India temple makes sari mandatory for foreign women
A temple in northern India has asked female foreign tourists to use a sari to "cover themselves and look decent" before entering the complex.
The Kashi Vishwanath temple in Varanasi city has opened a new counter to provide saris for women who come in "outfits that end before the knee".
The temple authorities said the new measures had been taken to maintain decency in the temple complex.
But they denied that the temple was imposing a formal dress code on women.
"We get complaints that some foreign tourists come to the temple in indecent clothes. We have arranged saris for women and also dhotis [traditional wrap-around clothing] for men to ensure that they can cover themselves decently," the temple's chief executive officer PN Dwivedi told BBC Hindi.
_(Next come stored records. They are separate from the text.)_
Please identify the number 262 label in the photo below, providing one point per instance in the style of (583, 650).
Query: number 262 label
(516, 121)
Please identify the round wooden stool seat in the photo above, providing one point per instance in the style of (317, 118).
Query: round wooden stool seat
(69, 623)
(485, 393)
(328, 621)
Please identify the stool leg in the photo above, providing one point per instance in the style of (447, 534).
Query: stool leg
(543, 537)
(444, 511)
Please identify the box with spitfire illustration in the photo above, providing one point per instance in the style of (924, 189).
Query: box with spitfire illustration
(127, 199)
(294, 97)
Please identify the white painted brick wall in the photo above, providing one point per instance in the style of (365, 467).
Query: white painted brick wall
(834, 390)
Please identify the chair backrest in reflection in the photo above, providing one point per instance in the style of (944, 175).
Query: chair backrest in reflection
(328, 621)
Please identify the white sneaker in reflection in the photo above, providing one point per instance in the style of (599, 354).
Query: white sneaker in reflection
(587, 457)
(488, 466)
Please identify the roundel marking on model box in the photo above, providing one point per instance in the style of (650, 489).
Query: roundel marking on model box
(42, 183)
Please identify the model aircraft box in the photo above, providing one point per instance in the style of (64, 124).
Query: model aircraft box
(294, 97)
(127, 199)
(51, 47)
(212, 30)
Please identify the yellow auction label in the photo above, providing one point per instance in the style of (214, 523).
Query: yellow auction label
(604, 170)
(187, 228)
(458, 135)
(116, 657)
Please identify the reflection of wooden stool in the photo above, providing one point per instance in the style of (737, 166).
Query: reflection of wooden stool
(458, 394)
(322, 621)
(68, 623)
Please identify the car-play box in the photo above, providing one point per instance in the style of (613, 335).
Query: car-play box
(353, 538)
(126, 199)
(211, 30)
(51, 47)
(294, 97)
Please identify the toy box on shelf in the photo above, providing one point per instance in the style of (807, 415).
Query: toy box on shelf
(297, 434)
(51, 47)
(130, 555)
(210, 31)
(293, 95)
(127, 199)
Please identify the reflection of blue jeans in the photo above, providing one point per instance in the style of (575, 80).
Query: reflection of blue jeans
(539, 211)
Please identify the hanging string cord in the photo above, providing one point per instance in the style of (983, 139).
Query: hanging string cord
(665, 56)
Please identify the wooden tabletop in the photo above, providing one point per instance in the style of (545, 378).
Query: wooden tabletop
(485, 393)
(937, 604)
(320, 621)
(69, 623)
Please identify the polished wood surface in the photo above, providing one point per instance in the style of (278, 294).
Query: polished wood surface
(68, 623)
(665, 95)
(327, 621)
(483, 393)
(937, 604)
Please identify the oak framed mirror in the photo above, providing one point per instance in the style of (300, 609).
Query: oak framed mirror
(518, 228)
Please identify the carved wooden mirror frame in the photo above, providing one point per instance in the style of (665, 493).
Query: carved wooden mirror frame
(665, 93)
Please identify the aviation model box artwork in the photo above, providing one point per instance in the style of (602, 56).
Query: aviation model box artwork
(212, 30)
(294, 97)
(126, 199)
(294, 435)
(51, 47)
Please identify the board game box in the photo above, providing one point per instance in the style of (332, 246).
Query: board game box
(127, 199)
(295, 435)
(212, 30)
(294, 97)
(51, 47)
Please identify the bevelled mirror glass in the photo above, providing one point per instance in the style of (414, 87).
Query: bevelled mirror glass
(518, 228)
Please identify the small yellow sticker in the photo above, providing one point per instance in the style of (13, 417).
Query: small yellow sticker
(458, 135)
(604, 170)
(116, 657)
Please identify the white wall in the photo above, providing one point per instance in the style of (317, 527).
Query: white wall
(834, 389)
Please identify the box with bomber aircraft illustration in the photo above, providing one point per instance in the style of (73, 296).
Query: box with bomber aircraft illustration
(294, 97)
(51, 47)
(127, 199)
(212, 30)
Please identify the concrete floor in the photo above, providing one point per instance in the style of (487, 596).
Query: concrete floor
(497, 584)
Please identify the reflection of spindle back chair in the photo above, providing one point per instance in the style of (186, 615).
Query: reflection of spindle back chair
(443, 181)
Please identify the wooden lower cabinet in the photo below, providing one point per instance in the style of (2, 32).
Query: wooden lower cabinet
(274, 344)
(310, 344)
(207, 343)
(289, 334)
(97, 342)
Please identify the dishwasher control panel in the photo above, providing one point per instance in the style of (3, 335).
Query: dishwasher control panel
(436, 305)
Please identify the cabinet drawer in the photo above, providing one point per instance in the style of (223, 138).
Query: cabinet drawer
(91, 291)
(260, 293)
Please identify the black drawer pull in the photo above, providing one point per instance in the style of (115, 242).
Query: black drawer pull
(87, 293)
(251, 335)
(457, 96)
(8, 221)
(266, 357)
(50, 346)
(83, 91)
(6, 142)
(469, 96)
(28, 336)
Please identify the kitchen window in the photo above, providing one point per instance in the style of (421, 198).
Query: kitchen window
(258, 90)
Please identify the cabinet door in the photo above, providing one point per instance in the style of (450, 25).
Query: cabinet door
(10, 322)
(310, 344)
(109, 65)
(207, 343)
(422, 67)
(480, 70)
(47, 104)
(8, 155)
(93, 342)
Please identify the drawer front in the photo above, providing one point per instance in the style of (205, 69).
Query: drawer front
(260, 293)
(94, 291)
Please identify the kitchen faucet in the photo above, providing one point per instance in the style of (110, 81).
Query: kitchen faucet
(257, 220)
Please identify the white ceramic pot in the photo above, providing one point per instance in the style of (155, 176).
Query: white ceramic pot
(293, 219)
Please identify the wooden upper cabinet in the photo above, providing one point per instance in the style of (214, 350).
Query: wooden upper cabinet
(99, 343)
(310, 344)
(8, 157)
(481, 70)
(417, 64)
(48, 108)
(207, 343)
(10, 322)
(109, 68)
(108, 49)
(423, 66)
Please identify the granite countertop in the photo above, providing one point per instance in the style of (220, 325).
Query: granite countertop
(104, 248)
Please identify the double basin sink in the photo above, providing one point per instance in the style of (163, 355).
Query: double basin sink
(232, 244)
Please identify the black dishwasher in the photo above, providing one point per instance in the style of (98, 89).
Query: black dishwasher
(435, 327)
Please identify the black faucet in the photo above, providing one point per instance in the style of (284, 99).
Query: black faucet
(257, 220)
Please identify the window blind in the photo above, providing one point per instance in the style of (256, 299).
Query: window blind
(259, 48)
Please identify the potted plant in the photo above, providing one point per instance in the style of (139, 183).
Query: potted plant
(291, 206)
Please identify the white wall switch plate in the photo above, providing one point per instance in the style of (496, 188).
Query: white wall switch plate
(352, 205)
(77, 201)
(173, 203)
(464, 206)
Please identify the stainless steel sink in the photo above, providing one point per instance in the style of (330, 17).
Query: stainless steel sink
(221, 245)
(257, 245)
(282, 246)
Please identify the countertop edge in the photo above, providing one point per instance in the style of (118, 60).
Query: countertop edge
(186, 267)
Mr Dwivedi added that tourists "can simply wrap a sari or a dhoti on top of their clothes" before entering the temple.
"They [tourists] will not be charged for this service. If Indians come in indecent clothes, they too will be helped," he said.
He told Times of India that no tourist will be denied entry in the temple.
"No foreign woman is going to be stopped from offering prayer inside the sanctorum, and we are not enforcing any dress code. This is just a way of motivating foreign women, who come to the temple in short Western attire to avoid such dresses," he said.
Some foreign tourists told BBC Hindi that they don't mind the new measures.